As graduate wages fail to vastly outstrip those of non-graduates and growing numbers of students graduate with 'good' (2:1 or above) degrees, politicians, journalists and social commentators speculate - in various ways - that the education system is failing its students. Implicit (and often explicit) in their arguments is the assumption that the rigour and worth of formal learning and academic qualifications declines as the numbers of people achieving qualifications rises. There are too many of us getting degrees and - just like the A grade at A'level - that means they've become worthless.
But, although it's nice to get a cash return on your investment, as anybody who has studied for the love rather than for the money knows, education is not like a diamond or a precious metal. Its value doesn't lie in its scarcity. Education is more like a child or a lover - its 'value', should you wish to discuss it in such crass terms (and you surely wouldn't, if you knew anything about its value at all) is in the way it enriches your life, and the lives of those around you.
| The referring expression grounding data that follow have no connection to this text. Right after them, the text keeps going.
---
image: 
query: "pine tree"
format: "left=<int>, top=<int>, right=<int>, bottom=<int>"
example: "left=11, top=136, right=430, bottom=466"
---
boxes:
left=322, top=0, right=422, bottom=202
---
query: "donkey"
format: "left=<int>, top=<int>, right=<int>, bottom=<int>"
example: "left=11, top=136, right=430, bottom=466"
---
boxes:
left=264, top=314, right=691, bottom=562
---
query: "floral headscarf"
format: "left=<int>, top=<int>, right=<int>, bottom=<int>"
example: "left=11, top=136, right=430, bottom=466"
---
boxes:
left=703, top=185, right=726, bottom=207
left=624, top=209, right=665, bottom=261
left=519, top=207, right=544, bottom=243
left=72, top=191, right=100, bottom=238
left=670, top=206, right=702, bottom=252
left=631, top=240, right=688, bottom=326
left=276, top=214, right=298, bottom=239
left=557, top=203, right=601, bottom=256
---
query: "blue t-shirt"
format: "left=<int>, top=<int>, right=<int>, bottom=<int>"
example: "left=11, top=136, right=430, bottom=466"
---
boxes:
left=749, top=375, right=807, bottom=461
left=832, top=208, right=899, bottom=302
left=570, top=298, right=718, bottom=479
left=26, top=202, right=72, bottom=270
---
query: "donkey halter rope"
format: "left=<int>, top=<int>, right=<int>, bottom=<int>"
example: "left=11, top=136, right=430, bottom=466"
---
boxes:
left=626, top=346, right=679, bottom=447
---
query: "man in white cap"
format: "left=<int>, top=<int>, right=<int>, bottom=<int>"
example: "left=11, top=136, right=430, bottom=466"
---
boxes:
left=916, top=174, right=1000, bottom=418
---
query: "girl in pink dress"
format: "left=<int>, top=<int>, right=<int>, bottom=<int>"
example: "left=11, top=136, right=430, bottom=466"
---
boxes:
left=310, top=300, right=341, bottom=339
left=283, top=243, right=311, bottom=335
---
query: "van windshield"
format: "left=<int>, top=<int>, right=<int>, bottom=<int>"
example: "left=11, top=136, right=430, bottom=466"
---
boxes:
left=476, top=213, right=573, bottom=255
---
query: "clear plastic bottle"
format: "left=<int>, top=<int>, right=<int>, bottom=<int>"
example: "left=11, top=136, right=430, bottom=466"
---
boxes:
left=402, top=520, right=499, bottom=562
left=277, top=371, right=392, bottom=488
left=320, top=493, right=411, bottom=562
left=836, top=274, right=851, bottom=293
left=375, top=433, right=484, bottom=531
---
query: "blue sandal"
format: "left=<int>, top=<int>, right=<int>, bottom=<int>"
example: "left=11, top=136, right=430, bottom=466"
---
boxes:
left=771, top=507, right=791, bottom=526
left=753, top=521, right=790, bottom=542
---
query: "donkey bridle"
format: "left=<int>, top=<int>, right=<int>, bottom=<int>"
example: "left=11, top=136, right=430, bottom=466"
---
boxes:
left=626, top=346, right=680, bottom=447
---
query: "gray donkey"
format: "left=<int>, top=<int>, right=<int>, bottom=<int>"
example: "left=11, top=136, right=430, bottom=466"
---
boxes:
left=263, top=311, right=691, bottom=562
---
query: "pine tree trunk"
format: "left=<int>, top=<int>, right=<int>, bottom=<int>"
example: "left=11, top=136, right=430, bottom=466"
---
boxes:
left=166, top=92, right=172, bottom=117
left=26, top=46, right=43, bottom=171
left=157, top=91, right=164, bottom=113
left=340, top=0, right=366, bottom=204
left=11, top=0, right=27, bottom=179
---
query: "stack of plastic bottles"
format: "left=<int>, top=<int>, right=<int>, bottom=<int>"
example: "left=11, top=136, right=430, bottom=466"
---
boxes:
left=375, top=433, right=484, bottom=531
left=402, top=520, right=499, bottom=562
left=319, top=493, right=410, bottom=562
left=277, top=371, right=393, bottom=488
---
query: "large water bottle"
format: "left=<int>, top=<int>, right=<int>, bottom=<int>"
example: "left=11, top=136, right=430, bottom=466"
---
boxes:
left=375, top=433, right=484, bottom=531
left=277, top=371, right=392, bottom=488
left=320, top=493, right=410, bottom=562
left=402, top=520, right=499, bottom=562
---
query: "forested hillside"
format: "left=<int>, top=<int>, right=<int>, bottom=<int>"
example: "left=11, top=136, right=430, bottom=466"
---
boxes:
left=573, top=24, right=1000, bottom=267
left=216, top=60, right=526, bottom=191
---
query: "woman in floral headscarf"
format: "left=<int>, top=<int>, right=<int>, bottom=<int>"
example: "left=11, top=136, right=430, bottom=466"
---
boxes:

Undoubtedly, I agree that 'education' is about more than formal, institutionalised learning. Such formal learning, however, importantly offers the time, space, expertise and resources where a particular kind of intellectual creativity can occur, and where students can engage with (and with any hope come to challenge) the thinkers, thoughts and traditions that have created the foundations of the subject they love. The opportunity to engage in formal education is 'valuable' for all sorts of people, in all sorts of ways, and we should be thinking about how we can open, rather than reduce, access to it.
In my discipline - drama, theatre and performance studies - there are on-going discussions about how we might demonstrate the value of what we do. The urgency with which we feel we must justify our existence has no doubt been compounded by the Coalition's denigration of arts subjects in compulsory education. In a desperate scramble to prove our worth in 'their' language we supplement our well-worn arguments about the intrinsic value of beauty, the social benefits of arts practices, the positive impact of theatre on the self-esteem of participants and audiences. We point out that arts graduates fair particularly well in terms of graduate 'employability' due to the 'transferable skills' offered by arts degrees, and we remind 'them' that in economic-speak arts make up 0.4 percent of GDP, with just 0.1 percent of investment.
I feel profoundly uncomfortable about this.
We shouldn't fall into the trap of talking numbers when it comes to education - whether in the arts, humanities or STEM subjects. Yes, how much we spend on education has to be considered in terms of wider concerns around public funding. But those of us working in the sector need to resist defining its worth in numerical or monetary terms. Education is too important. It is more than dollar signs. It needn't be a scarce resource to offer something valuable.